When a tooth’s nerve tissue or pulp is damaged, it breaks down and bacteria begin to multiply within the pulp chamber. An abscess is a pus-filled pocket that forms at the end of the roots of the tooth. An abscess occurs when the infection spreads all the way past the ends of the roots of the tooth. In addition to an abscess, an infection in the root canal of a tooth can cause:
- Swelling that may spread to other areas of the face, neck, or head
- Bone loss around the tip of the root
- Drainage problems extending outward from the root.
A tooth’s nerve and pulp can become irritated, inflamed, and infected due to deep decay, repeated dental procedures on a tooth, and or large fillings, a crack or chip in the tooth, or trauma to the face.

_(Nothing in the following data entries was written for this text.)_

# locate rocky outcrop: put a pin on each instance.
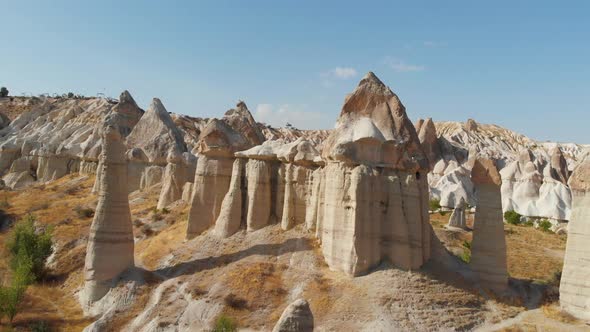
(488, 253)
(457, 218)
(217, 144)
(175, 176)
(558, 166)
(232, 207)
(529, 192)
(429, 141)
(376, 194)
(297, 317)
(574, 289)
(156, 134)
(110, 243)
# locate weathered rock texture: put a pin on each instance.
(376, 194)
(457, 218)
(218, 142)
(488, 254)
(574, 289)
(175, 176)
(110, 244)
(297, 317)
(156, 134)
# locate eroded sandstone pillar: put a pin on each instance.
(231, 214)
(574, 289)
(212, 178)
(488, 253)
(110, 243)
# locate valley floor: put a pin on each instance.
(252, 277)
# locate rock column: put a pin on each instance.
(110, 244)
(574, 290)
(488, 254)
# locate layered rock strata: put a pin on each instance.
(488, 253)
(457, 218)
(375, 194)
(218, 142)
(110, 243)
(297, 317)
(574, 289)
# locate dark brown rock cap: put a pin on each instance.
(485, 171)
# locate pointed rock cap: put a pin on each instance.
(559, 170)
(525, 156)
(127, 112)
(484, 171)
(373, 128)
(297, 317)
(580, 179)
(242, 121)
(471, 125)
(418, 125)
(156, 134)
(220, 139)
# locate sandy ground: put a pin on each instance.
(251, 277)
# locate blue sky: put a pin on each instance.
(524, 65)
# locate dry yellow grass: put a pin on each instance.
(531, 253)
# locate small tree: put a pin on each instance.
(512, 217)
(225, 324)
(29, 246)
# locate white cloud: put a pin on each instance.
(430, 43)
(297, 115)
(344, 72)
(401, 66)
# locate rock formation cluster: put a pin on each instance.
(110, 243)
(488, 253)
(297, 317)
(574, 289)
(365, 196)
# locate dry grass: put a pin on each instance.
(255, 286)
(531, 253)
(554, 312)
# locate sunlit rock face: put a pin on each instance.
(110, 244)
(488, 254)
(375, 191)
(218, 142)
(574, 289)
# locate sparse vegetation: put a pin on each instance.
(434, 204)
(225, 324)
(4, 204)
(544, 225)
(512, 217)
(30, 245)
(235, 302)
(3, 92)
(84, 213)
(29, 249)
(466, 255)
(40, 326)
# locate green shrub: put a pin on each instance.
(40, 326)
(84, 213)
(225, 324)
(434, 204)
(512, 217)
(544, 225)
(466, 254)
(4, 204)
(29, 246)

The procedure of Root Canal
The first procedure is to take an X-ray to see the shape of the root canals and determine if there are any signs of infection in a surrounding bone. The area is numbed by anesthesia near the tooth.

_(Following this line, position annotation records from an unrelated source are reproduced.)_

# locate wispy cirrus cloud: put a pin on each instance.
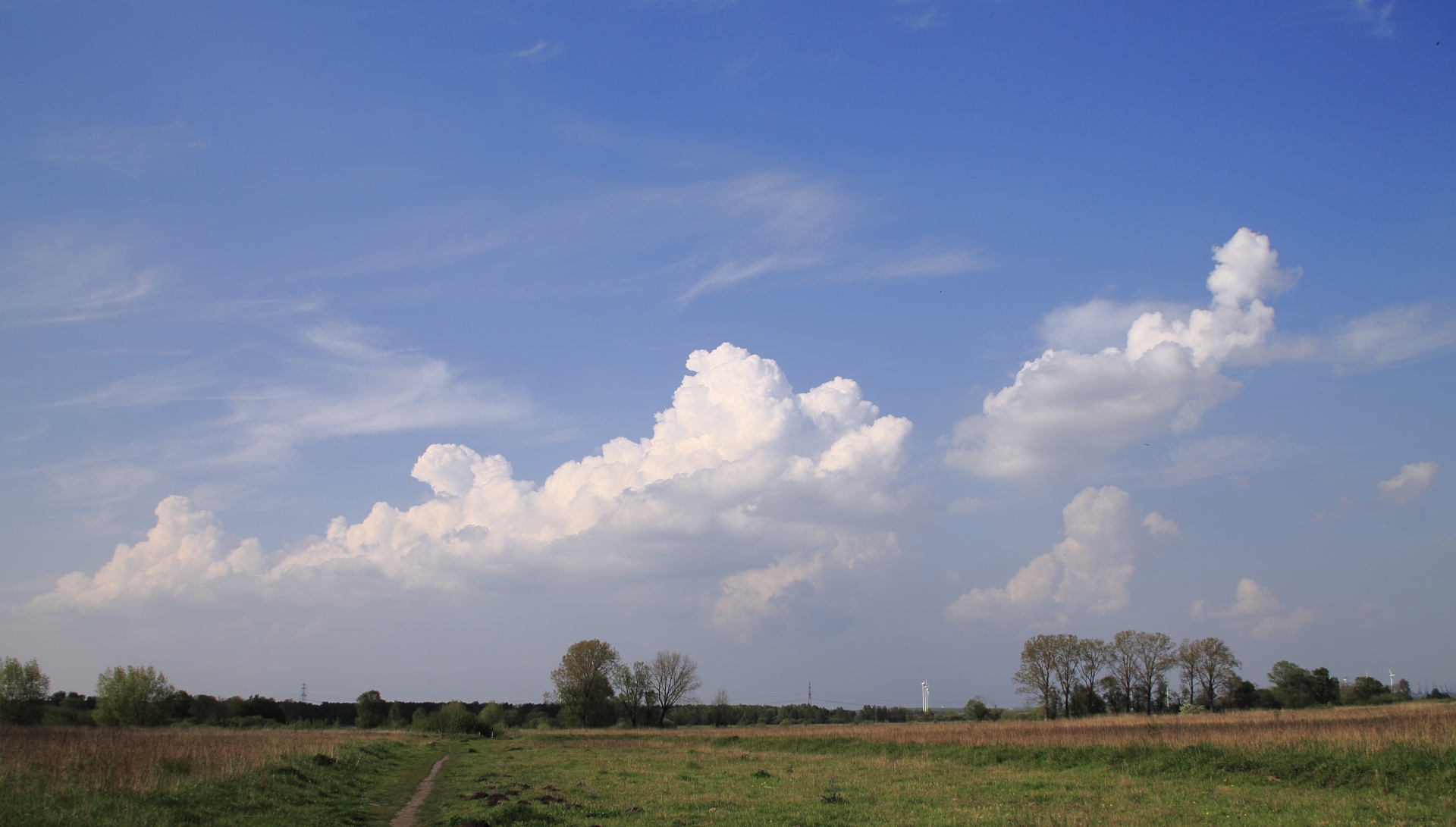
(693, 239)
(539, 52)
(1258, 612)
(123, 150)
(334, 384)
(1372, 14)
(58, 277)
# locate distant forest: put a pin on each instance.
(1063, 676)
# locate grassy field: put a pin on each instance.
(1392, 765)
(1346, 766)
(204, 776)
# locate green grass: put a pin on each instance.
(363, 784)
(707, 778)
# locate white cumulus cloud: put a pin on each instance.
(1407, 487)
(1069, 408)
(743, 479)
(1258, 612)
(1087, 571)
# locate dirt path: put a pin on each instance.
(406, 816)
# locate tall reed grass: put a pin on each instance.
(1354, 728)
(109, 760)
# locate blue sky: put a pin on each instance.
(256, 261)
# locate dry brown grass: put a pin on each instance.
(145, 760)
(1360, 728)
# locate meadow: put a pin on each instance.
(1392, 765)
(202, 775)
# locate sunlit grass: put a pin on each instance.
(1316, 768)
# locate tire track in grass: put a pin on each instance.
(406, 814)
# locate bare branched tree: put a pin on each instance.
(674, 679)
(1206, 667)
(634, 688)
(1038, 675)
(1123, 666)
(1155, 657)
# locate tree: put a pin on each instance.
(673, 679)
(1206, 667)
(1091, 657)
(1298, 688)
(370, 710)
(1155, 657)
(1037, 673)
(1366, 689)
(723, 708)
(634, 691)
(1122, 661)
(131, 697)
(24, 691)
(584, 681)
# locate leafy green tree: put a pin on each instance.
(453, 718)
(1369, 691)
(22, 692)
(634, 692)
(492, 716)
(976, 710)
(584, 681)
(370, 710)
(133, 697)
(398, 716)
(1298, 688)
(674, 680)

To keep the area dry and free of saliva during treatment, a dentist will place a rubber dam around the tooth. An access hole will then be drilled into the tooth. The pulp along with bacteria, the decayed nerve tissue, and related debris is removed from the tooth. The cleaning out process is accomplished using canal files. A series of these files of increasing diameter are each subsequently placed into the access hole and worked down the full length of the tooth to scrape and scrub the sides of the root canals. Water or sodium hypochlorite is used periodically to flush away the debris.
Once the tooth is thoroughly cleaned, it is sealed. If the root canal is not completed on the same day, a temporary filling is placed in the exterior hole in the tooth to keep out contaminants like saliva and food between appointments.

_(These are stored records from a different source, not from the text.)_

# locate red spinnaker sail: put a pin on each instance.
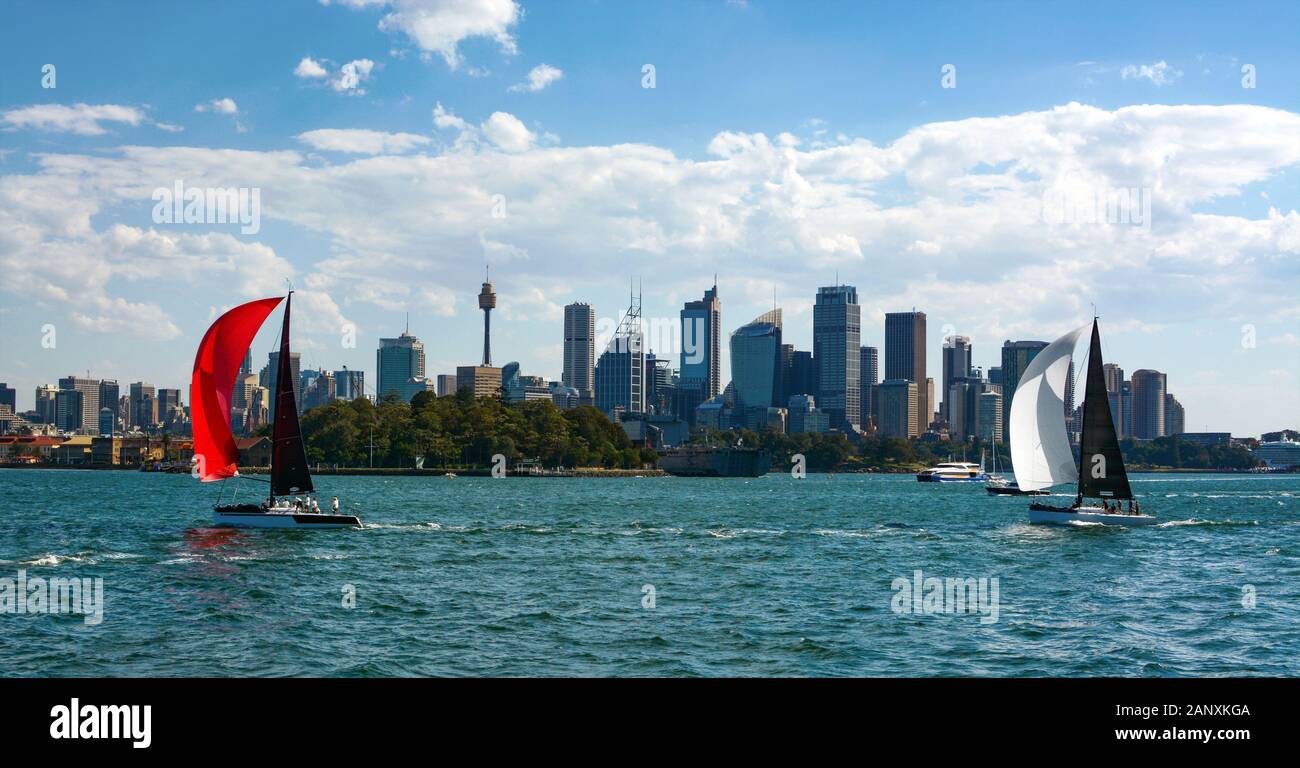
(215, 368)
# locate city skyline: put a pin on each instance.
(389, 190)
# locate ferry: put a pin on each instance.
(953, 472)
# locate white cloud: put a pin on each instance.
(538, 78)
(438, 26)
(310, 69)
(363, 142)
(79, 118)
(1158, 73)
(507, 131)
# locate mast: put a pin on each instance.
(289, 473)
(1101, 465)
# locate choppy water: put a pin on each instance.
(541, 577)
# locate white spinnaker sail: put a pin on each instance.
(1040, 447)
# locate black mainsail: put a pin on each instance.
(289, 472)
(1101, 467)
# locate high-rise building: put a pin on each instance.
(755, 364)
(620, 371)
(869, 374)
(957, 364)
(579, 347)
(898, 408)
(398, 363)
(1148, 399)
(1175, 419)
(905, 358)
(486, 302)
(349, 385)
(1015, 359)
(701, 345)
(989, 421)
(89, 387)
(837, 352)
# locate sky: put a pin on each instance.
(935, 155)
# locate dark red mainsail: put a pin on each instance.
(215, 368)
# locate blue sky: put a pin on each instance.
(783, 143)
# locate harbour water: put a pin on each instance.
(765, 576)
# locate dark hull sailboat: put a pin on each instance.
(1038, 445)
(290, 502)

The second time, to fill the interior of the tooth, a sealer paste and a rubber compound called gutta percha is placed into the tooth’s root canal. To fill the exterior access hole created at the beginning of treatment, a filling is placed. The final step may involve further restoration of the tooth. because a tooth that needs a root canal often is one that has a large filling or extensive decay or other weakness, a crown, crown and post, or other restoration often needs to be placed on the tooth to protect it, prevent it from breaking, and restore it to full function.
After the completion of the root canal, the tooth may feel sensitive due to natural tissue inflammation, especially if there was pain or infection before the procedure.
Following good oral hygiene practices may reduce the need for a root canal procedure. Trauma resulting from a sports-related injury can be reduced by wearing a mouth guard.